Certifiably Pseudorandom Financial Derivatives
David Zuckerman

TL;DR
This paper introduces pseudorandom financial derivatives that resist strategic lemon placement by dishonest sellers, using expander graphs to ensure derivatives' values are minimally affected, even with complex dependencies.
Contribution
It defines and constructs pseudorandom derivatives under specific structural constraints, extending analysis to complex CDO tranches with dependent assets.
Findings
Pseudorandom derivatives are resilient to strategic lemon placement.
Expander graphs enable construction of derivatives with minimal value impact.

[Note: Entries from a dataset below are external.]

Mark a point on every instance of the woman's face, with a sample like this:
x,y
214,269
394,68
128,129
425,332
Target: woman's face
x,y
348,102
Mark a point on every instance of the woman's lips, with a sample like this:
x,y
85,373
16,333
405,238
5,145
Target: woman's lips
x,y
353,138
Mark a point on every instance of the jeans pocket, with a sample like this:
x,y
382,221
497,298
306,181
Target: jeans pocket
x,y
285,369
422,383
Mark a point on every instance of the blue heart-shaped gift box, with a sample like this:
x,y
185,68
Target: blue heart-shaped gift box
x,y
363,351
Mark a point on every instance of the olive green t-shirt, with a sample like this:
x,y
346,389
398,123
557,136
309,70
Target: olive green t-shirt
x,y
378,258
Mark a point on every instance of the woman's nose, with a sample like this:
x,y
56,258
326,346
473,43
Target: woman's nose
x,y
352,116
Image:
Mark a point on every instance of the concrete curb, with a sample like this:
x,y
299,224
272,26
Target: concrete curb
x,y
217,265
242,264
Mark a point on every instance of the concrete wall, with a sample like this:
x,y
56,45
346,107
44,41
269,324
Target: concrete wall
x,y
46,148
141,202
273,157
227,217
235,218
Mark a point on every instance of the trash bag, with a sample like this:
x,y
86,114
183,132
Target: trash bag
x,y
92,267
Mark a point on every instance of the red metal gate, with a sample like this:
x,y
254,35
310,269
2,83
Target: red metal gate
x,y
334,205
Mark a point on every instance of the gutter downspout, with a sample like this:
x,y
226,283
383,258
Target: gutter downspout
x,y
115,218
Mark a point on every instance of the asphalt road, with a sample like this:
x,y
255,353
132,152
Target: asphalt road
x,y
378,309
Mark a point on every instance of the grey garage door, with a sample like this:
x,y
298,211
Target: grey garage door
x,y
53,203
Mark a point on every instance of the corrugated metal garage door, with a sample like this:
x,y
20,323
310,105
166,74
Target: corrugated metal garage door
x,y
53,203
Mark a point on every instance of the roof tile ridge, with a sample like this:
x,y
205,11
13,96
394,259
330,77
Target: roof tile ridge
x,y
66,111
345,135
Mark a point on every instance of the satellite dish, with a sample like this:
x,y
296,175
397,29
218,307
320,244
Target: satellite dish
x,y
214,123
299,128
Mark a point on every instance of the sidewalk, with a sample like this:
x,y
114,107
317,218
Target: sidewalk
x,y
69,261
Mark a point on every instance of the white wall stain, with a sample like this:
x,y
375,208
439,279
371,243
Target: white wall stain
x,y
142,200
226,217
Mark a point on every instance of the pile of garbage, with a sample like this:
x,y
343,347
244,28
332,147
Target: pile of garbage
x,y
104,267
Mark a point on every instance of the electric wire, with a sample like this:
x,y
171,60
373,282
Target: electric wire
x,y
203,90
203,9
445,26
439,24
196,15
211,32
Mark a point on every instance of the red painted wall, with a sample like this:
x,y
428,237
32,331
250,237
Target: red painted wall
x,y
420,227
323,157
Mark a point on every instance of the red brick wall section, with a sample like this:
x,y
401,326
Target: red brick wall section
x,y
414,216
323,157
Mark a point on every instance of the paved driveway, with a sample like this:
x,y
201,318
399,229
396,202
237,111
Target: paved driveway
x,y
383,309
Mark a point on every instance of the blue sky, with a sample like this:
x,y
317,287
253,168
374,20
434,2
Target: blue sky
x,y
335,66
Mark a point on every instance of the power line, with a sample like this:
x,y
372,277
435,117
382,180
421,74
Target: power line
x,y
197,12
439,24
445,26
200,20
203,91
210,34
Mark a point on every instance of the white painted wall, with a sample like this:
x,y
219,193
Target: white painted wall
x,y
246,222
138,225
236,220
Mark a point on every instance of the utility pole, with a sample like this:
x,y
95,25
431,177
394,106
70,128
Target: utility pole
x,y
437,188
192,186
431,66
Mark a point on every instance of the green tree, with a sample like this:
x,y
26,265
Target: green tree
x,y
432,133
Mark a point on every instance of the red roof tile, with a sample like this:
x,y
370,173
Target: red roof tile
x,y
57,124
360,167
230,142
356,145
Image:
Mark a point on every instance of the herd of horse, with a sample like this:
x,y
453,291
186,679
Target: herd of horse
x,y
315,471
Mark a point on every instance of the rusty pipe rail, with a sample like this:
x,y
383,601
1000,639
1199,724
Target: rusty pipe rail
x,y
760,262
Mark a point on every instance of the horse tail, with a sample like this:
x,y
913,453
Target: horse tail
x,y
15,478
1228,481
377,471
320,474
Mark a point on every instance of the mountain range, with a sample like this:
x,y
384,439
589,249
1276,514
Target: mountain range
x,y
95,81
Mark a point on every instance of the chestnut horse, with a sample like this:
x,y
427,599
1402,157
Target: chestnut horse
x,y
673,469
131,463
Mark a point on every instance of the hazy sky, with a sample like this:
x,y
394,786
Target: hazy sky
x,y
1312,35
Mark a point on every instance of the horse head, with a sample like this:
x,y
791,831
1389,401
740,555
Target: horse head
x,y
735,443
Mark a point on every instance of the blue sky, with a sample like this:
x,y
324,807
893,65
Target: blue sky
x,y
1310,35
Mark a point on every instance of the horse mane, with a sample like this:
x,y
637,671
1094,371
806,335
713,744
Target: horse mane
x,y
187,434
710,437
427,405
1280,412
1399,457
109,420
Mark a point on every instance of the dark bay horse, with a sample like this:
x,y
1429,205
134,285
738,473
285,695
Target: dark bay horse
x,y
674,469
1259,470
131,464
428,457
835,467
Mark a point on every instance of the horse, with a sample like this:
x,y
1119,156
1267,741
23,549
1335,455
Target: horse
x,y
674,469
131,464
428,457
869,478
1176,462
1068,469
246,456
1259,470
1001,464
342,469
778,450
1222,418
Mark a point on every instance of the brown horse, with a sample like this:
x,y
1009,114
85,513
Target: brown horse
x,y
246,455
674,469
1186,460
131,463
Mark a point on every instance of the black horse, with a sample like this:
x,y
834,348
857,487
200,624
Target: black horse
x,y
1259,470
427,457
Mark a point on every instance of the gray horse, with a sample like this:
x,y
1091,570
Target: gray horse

Analysis extends to complex CDO tranches with asset dependencies.
Abstract
Arora, Barak, Brunnermeier, and Ge showed that taking computational complexity into account, a dishonest seller could strategically place lemons in financial derivatives to make them substantially less valuable to buyers. We show that if the seller is required to construct derivatives of a certain form, then this phenomenon disappears. In particular, we define and construct pseudorandom derivative families, for which lemon placement only slightly affects the values of the derivatives. Our constructions use expander graphs. We study our derivatives in a more general setting than Arora et al. In particular, we analyze arbitrary tranches of the common collateralized debt obligations (CDOs) when the underlying assets can have significant dependencies.